Date: 2011-11-27 12:37 pm (UTC)
From: [identity profile] bart-calendar.livejournal.com
The thing is though that even after the president signs it, if it's clearly a bad idea then the Federal Court can put the law on hold indefinitely - and federal judges are appointed for life, so they have no political considerations to worry about. It just takes one judge to issue an injunction and the law is pretty much dead in the water.

It's not a perfect system and sometimes bad idea laws do get through (The Patriot Act comes to mind) but it is really, really difficult for it to happen and the really bad laws only tend to get passed during extreme situations like two airplanes taking out skyscrapers.

But, in general, there are so many, many checks and balances that stupid laws only make it into actual enforcement once every generation or so.

Date: 2011-11-27 11:55 am (UTC)
From: [identity profile] cairmen.livejournal.com
That article on coaching is *fascinating*. It strikes me that it's connected to the reasons that pair-programming works so well - and pair-other-stuff, too (I'm currently pair-programming the production on DKLS, and it's working sensationally well).

I may look into finding a coach for my filmmaking - in a career where a 5% improvement in performance can result in a 1000% increase in salary, it'd be a good investment.

How to use a regex to parse HTML

Date: 2011-11-27 12:11 pm (UTC)
From: [identity profile] cartesiandaemon.livejournal.com
Oh yes, I thought that was one of the best answers I've ever seen.
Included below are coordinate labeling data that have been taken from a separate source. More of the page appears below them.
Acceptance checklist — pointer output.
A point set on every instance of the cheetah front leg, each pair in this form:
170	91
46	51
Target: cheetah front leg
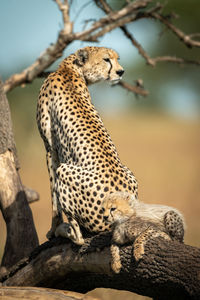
115	258
56	208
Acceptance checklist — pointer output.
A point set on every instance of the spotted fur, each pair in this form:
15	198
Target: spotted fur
134	221
83	162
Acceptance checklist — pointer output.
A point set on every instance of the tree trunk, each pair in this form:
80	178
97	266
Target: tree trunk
21	234
30	293
167	269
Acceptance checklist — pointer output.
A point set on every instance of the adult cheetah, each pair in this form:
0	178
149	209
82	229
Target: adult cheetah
82	160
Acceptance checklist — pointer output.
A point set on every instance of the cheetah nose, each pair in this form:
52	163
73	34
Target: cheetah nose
105	218
120	72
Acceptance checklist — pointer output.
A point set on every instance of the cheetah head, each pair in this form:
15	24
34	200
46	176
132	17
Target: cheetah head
99	63
117	207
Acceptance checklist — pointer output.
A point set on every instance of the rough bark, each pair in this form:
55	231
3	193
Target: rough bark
167	269
30	293
13	203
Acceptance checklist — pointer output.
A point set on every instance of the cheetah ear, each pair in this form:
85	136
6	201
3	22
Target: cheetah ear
131	200
82	56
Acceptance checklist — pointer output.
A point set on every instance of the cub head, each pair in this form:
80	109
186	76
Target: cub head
118	207
99	63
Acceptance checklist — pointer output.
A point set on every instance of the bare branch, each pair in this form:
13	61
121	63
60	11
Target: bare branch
151	61
134	89
185	38
64	8
111	21
166	270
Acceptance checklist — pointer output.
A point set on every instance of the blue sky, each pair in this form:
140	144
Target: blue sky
28	27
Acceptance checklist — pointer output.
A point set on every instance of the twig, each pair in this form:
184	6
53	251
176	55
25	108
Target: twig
111	21
186	39
153	61
134	89
64	8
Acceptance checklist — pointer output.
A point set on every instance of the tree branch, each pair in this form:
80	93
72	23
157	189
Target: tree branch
13	202
154	13
167	269
65	38
185	38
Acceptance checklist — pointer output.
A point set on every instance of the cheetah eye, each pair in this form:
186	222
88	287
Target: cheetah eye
113	209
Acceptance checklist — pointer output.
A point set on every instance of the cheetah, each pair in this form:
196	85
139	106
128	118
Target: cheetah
134	221
82	160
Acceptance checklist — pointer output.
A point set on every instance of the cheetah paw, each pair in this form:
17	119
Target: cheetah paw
67	231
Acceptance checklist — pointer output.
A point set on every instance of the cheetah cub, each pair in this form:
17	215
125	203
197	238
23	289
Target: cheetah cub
135	221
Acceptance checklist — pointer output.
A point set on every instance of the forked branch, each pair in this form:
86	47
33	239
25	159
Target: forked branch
166	270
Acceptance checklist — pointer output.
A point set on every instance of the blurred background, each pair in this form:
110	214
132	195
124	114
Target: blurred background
157	137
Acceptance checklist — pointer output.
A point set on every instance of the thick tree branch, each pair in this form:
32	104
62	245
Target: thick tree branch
13	202
167	269
31	293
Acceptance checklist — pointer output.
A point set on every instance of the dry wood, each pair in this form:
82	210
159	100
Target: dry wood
31	293
167	269
21	234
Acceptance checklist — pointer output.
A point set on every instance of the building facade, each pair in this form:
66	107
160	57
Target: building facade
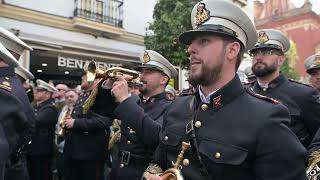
301	25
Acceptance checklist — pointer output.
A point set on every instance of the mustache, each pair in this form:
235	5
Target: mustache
143	81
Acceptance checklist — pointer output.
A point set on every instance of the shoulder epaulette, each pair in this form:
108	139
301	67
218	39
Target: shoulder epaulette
259	96
298	82
5	84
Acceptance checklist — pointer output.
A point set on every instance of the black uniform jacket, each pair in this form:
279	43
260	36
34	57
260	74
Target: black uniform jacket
239	135
13	120
88	139
141	121
302	102
7	75
46	115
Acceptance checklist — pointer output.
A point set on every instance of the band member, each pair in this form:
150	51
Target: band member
17	170
14	127
71	96
141	118
251	78
233	132
312	65
59	96
85	148
40	158
268	55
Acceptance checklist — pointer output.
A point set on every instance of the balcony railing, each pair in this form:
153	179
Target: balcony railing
103	11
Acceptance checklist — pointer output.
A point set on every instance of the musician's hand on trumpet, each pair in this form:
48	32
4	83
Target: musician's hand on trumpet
120	88
153	177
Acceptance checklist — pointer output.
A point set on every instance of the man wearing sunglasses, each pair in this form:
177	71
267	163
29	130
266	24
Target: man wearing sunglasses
268	56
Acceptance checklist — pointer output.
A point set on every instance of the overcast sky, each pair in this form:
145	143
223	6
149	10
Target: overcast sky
137	13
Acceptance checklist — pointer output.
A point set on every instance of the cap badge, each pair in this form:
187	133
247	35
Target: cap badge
317	60
202	14
263	37
146	58
216	102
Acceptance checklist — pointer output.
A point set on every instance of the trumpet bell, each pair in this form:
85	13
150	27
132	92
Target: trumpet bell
172	174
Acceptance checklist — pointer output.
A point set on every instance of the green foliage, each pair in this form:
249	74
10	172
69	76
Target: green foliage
288	67
170	19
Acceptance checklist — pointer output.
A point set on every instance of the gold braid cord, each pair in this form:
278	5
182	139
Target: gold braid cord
313	169
90	101
153	169
115	133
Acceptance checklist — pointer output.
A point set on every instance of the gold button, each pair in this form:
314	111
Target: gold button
186	162
217	155
204	107
198	124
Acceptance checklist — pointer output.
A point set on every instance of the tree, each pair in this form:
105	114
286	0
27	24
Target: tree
288	67
170	19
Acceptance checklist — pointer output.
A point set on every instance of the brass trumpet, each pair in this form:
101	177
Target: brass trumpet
94	73
174	173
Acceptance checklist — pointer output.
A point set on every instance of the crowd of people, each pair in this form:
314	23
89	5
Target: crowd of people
122	127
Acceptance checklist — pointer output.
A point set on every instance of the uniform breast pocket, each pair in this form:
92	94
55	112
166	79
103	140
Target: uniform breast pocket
169	138
295	116
222	158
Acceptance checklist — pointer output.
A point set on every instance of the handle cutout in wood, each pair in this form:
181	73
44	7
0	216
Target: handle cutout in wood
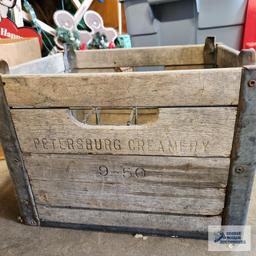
117	117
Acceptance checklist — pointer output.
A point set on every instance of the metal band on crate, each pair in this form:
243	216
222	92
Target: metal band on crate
243	158
15	163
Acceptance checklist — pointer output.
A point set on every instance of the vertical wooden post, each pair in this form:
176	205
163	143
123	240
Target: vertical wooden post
15	163
243	157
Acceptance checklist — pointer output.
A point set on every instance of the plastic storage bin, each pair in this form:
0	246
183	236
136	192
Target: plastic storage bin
170	22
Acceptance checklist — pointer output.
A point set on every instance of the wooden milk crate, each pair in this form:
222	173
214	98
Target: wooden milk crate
161	152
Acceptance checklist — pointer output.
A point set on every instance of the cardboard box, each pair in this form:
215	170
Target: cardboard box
17	51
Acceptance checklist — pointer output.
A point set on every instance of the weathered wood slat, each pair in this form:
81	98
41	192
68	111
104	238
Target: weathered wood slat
144	170
153	198
49	65
135	57
153	184
227	57
168	88
132	220
177	132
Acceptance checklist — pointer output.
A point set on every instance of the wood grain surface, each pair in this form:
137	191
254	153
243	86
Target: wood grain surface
209	87
198	132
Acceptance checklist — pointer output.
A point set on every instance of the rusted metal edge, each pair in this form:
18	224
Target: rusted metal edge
15	163
129	230
210	52
243	156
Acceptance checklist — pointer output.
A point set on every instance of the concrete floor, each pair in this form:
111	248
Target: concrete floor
20	240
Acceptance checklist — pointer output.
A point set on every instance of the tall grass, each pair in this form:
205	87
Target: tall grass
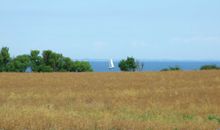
110	101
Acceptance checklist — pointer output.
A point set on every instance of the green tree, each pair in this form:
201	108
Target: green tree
4	58
36	60
81	66
128	65
19	64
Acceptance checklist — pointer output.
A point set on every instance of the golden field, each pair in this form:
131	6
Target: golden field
110	101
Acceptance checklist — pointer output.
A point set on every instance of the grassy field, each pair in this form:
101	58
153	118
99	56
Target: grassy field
110	101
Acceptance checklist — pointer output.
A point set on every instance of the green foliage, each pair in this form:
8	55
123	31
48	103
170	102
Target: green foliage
214	118
176	68
81	66
129	64
187	117
48	62
209	67
19	64
4	58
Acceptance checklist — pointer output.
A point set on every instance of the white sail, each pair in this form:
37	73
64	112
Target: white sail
111	64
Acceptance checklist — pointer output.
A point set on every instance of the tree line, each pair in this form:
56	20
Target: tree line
48	61
131	64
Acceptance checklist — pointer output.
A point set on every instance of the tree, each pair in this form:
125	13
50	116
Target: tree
81	66
49	61
4	58
36	60
19	64
128	65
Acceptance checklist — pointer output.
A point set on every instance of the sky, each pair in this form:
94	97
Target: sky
104	29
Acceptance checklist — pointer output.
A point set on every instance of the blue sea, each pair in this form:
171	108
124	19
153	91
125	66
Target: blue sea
102	66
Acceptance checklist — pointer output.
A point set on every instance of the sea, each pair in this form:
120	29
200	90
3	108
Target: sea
102	66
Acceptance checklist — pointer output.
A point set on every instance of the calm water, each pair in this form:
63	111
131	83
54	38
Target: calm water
102	66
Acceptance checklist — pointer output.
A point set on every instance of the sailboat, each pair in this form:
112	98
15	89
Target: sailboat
111	64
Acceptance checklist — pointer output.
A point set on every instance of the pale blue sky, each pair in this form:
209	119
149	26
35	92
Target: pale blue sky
103	29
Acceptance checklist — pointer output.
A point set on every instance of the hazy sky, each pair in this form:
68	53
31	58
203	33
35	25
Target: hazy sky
100	29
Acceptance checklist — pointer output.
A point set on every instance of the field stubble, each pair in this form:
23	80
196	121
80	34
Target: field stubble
110	101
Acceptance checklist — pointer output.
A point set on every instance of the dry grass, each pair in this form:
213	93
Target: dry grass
110	101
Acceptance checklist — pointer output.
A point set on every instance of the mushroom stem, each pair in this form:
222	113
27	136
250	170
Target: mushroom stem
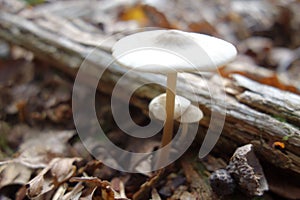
170	104
185	127
169	123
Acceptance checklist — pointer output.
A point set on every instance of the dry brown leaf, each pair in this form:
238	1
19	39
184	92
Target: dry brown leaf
63	168
145	189
40	148
145	15
14	173
39	185
198	185
98	189
75	193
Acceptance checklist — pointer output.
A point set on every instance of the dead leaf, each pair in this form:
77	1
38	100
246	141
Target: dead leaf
145	189
198	185
14	173
145	15
39	185
63	169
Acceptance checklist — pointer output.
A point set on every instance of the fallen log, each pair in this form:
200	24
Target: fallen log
255	113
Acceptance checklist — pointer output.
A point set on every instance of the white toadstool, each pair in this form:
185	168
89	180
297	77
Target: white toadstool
169	52
184	112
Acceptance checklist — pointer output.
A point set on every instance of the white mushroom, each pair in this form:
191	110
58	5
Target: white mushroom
184	112
158	104
170	52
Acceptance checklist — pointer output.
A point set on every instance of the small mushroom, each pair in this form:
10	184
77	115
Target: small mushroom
221	182
184	112
246	170
169	52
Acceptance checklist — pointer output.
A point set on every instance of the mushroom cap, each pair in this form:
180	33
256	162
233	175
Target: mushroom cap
191	115
246	170
157	106
184	111
163	51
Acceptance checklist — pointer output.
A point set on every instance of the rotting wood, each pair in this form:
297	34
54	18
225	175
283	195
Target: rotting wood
246	120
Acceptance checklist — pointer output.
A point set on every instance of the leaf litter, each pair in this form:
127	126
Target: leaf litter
49	161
I kept meaning to link to it, but never got round to it. It's great because it's not just funny: it does explain why it's a bad idea, explain that you should care about that, and make constructive suggestions. And also teaches something about writing unicode :)

Date: 2011-11-27 06:11 pm (UTC)
From: [identity profile] octopoid-horror.livejournal.com
That US law is quite funny because it's a law to allow something they're already doing, but some of the reports about it are presenting it as a law to allow them to do something new.